The prospect seems so remote that some are no longer spooked by it.  But the possibility exists.  And what may matter most with Omicron isn’t the proportion of people who fall seriously ill with it, but the number: after all, a small proportion of a big number could be a lot of deaths.

Were they to happen, the recent trend would reverse ferret.  The cry would no longer be: “why are we locking down again?”  Rather, it would become: “why didn’t we lock down sooner?”  And much of public opinion, remember, is still sympathetic to lockdown – especially, it seems, among recently Tory-inclined, older, Red Wall voters.

Such is the landscape that Johnson now sees ahead, and the tensions that he must negotiate tomorrow.  That SAGE advisers are always crying wolf, and that some of the bleakest Covid projections have turned out badly, makes his task no easier.

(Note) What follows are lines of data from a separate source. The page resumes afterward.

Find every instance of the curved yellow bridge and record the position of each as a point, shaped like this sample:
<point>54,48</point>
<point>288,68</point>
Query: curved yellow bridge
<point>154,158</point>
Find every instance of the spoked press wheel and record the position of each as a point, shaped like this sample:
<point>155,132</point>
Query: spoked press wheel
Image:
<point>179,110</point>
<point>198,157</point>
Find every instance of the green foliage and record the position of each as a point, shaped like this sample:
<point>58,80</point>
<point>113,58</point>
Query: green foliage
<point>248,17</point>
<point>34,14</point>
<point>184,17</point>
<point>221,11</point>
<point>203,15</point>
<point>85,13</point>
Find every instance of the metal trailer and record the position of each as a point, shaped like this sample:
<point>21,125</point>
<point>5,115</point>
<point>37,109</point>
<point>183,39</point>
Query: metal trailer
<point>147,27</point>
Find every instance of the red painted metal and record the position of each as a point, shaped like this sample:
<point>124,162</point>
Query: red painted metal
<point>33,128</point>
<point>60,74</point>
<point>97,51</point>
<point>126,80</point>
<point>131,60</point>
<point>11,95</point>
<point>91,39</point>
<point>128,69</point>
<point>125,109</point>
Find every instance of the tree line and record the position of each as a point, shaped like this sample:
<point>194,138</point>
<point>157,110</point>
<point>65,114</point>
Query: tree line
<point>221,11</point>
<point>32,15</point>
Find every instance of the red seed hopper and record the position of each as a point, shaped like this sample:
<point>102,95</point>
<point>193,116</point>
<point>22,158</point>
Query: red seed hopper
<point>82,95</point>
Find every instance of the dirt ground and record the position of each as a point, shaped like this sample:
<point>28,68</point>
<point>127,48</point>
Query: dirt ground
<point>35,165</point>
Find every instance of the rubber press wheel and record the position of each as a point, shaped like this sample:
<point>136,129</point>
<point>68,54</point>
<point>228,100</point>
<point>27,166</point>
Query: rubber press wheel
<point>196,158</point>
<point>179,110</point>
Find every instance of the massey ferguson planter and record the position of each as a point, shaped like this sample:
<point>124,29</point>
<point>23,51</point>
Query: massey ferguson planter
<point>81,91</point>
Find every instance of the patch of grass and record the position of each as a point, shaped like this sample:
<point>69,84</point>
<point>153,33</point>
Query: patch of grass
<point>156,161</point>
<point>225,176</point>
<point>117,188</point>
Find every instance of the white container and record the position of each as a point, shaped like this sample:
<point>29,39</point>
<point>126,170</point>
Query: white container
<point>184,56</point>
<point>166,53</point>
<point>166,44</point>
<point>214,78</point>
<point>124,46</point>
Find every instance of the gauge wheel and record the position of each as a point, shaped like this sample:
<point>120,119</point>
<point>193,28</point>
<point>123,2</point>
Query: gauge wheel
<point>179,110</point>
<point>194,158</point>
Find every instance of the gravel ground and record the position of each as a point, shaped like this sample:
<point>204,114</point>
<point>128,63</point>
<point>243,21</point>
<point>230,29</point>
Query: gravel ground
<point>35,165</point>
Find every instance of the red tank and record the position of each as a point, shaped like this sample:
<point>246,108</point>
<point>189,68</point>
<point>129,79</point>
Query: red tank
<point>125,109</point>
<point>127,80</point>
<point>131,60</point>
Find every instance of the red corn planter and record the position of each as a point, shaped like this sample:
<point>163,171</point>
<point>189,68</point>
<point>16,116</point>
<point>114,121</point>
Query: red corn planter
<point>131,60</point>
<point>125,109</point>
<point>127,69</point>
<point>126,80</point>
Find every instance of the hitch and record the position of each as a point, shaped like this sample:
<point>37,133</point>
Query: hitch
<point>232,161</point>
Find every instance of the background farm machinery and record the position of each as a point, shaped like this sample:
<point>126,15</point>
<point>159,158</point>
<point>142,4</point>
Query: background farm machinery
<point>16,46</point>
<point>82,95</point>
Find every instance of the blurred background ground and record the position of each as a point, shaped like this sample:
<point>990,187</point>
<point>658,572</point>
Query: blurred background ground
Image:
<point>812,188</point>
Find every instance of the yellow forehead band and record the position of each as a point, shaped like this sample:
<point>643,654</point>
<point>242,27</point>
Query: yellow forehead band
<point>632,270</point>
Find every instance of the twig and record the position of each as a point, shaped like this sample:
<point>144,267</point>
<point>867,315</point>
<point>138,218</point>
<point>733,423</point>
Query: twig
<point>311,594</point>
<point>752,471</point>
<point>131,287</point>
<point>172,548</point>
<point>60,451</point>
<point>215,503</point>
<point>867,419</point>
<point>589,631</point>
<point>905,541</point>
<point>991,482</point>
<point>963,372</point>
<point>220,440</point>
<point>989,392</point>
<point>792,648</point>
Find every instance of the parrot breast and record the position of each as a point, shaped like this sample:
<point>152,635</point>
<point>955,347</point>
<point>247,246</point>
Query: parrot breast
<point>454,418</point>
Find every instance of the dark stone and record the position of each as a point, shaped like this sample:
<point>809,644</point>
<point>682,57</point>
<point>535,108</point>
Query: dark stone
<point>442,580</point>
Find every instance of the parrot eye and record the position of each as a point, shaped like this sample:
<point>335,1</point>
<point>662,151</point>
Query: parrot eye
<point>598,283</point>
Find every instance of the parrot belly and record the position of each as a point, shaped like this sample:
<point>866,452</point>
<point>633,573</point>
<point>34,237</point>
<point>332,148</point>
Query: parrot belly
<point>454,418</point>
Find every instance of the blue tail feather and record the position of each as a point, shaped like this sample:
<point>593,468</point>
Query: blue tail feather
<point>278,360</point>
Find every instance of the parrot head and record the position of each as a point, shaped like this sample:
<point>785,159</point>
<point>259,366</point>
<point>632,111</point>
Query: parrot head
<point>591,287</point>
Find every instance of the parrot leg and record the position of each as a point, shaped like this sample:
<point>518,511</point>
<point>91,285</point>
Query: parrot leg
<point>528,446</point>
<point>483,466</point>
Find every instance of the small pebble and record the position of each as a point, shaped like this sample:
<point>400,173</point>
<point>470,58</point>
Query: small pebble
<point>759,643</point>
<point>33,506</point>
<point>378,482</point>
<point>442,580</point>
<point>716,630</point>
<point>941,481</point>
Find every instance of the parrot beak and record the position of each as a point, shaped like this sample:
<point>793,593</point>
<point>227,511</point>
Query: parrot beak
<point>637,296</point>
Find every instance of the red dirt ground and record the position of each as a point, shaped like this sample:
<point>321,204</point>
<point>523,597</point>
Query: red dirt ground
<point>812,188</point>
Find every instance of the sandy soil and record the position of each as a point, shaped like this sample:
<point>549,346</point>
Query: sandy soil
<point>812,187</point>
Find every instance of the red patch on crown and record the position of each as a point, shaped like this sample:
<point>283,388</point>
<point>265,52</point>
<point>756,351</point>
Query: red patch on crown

Maybe the comfort blanket of boosters will prove durable enough.  Perhaps the measures he announced yesterday will be enough to see off Omicron.  Either way, I offer a probability, and a possibility.  The first is that, regardless of the number of rebels tomorrow, Johnson will soon be back, asking for more restrictions as Omicron numbers climb.

The second is that the boosters are not effective enough.  Maybe against Omicron.  Or perhaps against some future variant.  For if much of the world is to remain unvaccinated, it follows that more variants there are likely to be.  Which leaves us and others will the three strategic choices outlined yesterday by Rob Colvile.

The first is to divide the population like sheep and goats in the gospel parable: the vaccinated former would be free to do as they will, more or less; the unvaccinated latter barred from facilities, amenities and services – until or unless they comply.

If that is deemed unacceptable in a free society (as it should be), then the second option is that we all suffer alike – under future lockdowns as future variants, and perhaps Omicron itself, work their way through the population.  The third is to keep the economy open as death numbers climb and hospitals go under.

Or try to.  Would Johnson have the authority to take that course any longer?  Does he have it for any of these three approaches?  I’ve previously compared Covid to a Narnian winter.  But in C.S.Lewis’ book, the thaw eventually comes.  What of Narnian winters that end only to start again, for however long it takes to find new vaccines?